Riyadh has allocated $800 million to alleviate suffering in Yemen via the King Salman Center for Relief and Humanitarian Aid, which distributes aid through 81 humanitarian organizations, he said.
A conference hosted by the Kingdom in cooperation with the World Bank allocated more than $10 billion to reconstruction in Yemen, he added.
The Saudi-led Arab military coalition will continue its operations against rebels in Yemen, and work to lift the siege and reach the needy as soon as possible, Al-Jubeir added.
He reiterated the need for a political solution to the Syrian conflict in accordance with the Geneva Declaration and UN Security Council resolution 2254.
The Kingdom, as part of the International Syria Support Group, is working toward such a solution, he added.
Al-Jubeir reiterated the Saudi commitment to fighting Daesh in Syria and throughout the world, whose defeat requires strong global efforts.

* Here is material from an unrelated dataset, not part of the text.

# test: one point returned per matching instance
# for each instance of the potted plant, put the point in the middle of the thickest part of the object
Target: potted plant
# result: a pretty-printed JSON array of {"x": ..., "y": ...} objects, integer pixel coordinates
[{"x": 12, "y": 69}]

The Kingdom is at the forefront of the anti-Daesh coalition in Iraq and Syria, he said, reiterating Saudi support for steps being taken by Baghdad against the terrorist group.
Al-Jubeir welcomed the visit by Iraqi Prime Minister Haidar Al-Abadi to the Kingdom on Monday to discuss bilateral relations and ways to develop them.
Riyadh is coordinating with its international partners to restore stability in Libya and to stop the spread of terrorism in that country and in Africa.